I docenti sono vessati da responsabilità e scadenze di ogni tipo, ma hanno anche parte delle colpe in questo naufragio del sistema scolastico.

Per gli autori la loro preparazione non è sufficiente. È vero, la stragrande maggioranza di loro ha le giuste nozioni e conoscenze, ma saper insegnarle è un mestiere che non si inventa. Il sistema dei concorsi si è talmente logorato che «a furia di sanatorie e incidenti nell'organizzazione, è considerato ormai una forma di selezione poco più che formale».

Poi ci sono quelli come Eugenia Carfora, preside dell'Istituto Morano di Caivano, che fa più del dovuto: «Quando arrivo a scuola, esco subito, comincio a girare per i bar, vado a cercarli, a chiamarli uno per uno, vado loro incontro quando li vedo in fondo al marciapiede».

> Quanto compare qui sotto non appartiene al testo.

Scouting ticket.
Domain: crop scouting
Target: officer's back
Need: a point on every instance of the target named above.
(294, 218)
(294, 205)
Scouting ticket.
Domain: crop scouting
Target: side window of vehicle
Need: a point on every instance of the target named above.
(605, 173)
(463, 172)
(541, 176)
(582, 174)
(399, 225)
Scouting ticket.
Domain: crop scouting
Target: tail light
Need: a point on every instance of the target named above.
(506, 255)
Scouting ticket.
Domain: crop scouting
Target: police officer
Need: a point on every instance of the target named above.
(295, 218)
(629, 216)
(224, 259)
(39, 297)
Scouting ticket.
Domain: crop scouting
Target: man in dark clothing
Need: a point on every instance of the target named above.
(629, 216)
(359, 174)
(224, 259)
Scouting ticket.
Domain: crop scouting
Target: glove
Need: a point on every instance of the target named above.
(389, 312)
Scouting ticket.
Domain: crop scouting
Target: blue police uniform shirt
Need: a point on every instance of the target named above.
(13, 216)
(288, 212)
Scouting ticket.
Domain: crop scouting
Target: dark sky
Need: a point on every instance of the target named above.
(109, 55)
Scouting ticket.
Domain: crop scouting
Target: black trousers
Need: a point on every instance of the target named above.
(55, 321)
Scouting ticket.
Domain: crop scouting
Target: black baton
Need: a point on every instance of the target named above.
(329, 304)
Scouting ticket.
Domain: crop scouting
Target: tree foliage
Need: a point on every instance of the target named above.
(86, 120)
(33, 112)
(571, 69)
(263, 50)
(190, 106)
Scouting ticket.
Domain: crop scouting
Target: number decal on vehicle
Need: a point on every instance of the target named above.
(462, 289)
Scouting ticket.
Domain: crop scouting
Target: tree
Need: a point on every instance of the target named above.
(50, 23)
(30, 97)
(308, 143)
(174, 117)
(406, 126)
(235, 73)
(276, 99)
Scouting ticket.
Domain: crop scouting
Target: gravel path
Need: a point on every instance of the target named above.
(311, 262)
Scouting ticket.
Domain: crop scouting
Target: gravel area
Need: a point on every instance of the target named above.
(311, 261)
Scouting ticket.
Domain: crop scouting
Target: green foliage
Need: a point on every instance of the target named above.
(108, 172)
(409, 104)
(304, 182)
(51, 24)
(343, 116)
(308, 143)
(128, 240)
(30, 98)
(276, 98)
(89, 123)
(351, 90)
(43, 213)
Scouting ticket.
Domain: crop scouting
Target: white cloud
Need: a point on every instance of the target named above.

Su un totale di poco meno di un milione di insegnanti incardinati, i supplenti sono duecentomila e quando prendono servizio «fanno appena in tempo a fare l'appello che già devono cominciare a correre per recuperare». Dall'altra parte della barricata ci sono gli studenti, che entro i prossimi dieci anni saranno un milione e mezzo in meno e oggi, spesso, «alla vigilia dell'esame di Stato possono contare su capacità linguistiche e logico-matematiche da terza media».

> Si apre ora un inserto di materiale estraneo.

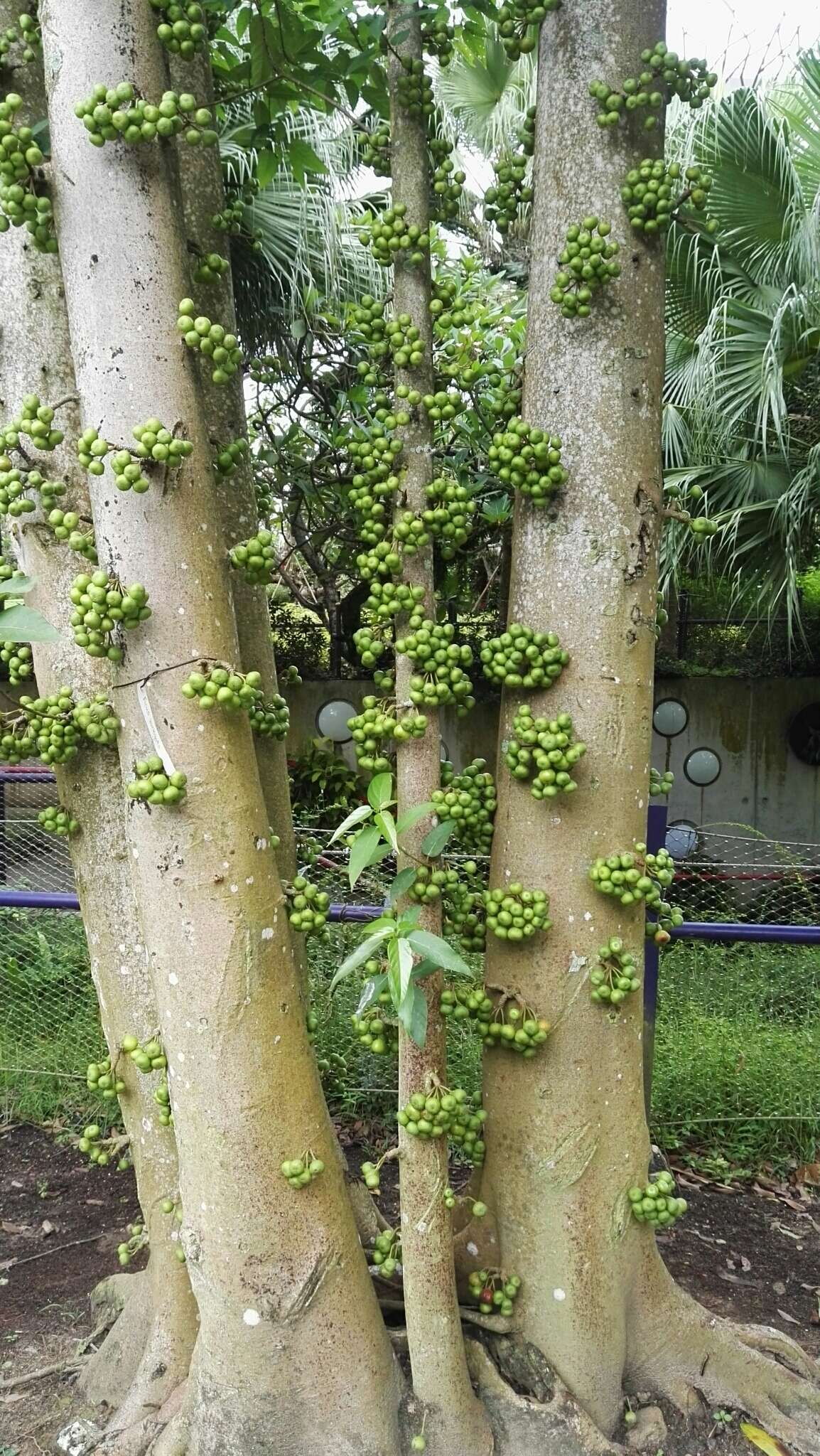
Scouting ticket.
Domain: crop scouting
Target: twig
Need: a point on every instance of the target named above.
(55, 1250)
(171, 668)
(62, 1368)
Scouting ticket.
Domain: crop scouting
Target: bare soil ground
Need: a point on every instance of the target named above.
(749, 1256)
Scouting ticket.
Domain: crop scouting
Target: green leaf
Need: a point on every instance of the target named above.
(267, 166)
(401, 884)
(437, 950)
(387, 823)
(413, 1014)
(424, 968)
(373, 987)
(363, 953)
(16, 586)
(23, 625)
(433, 843)
(356, 817)
(381, 791)
(303, 159)
(411, 817)
(362, 852)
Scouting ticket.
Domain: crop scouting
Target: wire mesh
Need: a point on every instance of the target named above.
(728, 872)
(764, 1001)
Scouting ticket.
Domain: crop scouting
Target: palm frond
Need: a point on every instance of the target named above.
(756, 193)
(799, 102)
(485, 95)
(306, 230)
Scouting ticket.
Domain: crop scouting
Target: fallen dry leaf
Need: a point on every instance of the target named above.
(759, 1438)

Se alle elementari non si può bocciare se non in casi eccezionali e motivati, e alle medie il numero dei promossi sfiora il 99%, «alle superiori i ragazzi scoprono di non essere abbastanza preparati o di aver sbagliato strada. Uno studente su quattro non viene promosso a giugno».

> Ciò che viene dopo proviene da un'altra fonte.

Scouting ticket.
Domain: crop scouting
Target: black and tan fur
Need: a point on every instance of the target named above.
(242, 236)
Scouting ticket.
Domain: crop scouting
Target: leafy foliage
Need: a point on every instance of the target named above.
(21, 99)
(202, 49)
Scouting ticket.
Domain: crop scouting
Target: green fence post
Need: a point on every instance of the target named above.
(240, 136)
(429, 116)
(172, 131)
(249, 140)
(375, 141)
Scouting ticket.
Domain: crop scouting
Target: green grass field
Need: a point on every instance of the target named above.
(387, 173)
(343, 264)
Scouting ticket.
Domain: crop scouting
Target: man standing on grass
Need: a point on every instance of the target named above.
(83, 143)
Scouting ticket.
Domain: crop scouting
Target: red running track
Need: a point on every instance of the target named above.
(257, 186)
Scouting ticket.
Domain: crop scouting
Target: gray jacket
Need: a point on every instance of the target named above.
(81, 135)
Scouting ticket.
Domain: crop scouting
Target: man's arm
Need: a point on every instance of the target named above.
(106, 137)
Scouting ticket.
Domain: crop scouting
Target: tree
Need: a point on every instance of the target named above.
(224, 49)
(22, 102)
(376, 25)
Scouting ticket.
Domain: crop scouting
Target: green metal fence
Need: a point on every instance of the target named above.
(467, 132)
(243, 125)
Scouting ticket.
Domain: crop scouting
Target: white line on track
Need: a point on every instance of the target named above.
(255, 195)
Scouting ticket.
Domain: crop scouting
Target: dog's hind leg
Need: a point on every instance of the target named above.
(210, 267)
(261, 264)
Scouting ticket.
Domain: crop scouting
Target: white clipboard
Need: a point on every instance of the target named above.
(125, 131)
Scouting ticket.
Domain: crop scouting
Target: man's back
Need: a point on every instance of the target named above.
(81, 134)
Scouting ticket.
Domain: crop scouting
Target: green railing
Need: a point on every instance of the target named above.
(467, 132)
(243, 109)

Nel mezzo - come raccontano Fregonara e Riva - tra i docenti e gli studenti, combattono i genitori, sentendosi in diritto di intervenire in ogni situazione. «Ci sono quelli che contestano la scelta del libro da leggere nelle vacanze o la meta della gita scolastica, chi protesta per la mole dei compiti, chi si mette a sindacare sui voti dei figli. Ci sono anche quelli, fortunatamente pochi, che minacciano, schiaffeggiano e aggrediscono». Se una speranza c'è, sta nell'aumento degli investimenti e in una riforma condivisa dalla quale non bisogna spettarsi risultati sul breve periodo ma su quello lungo. Ne va della salvezza del Paese perché, come diceva Benjamin Franklin, «nessun altro investimento se non quello sull'istruzione paga migliori interessi».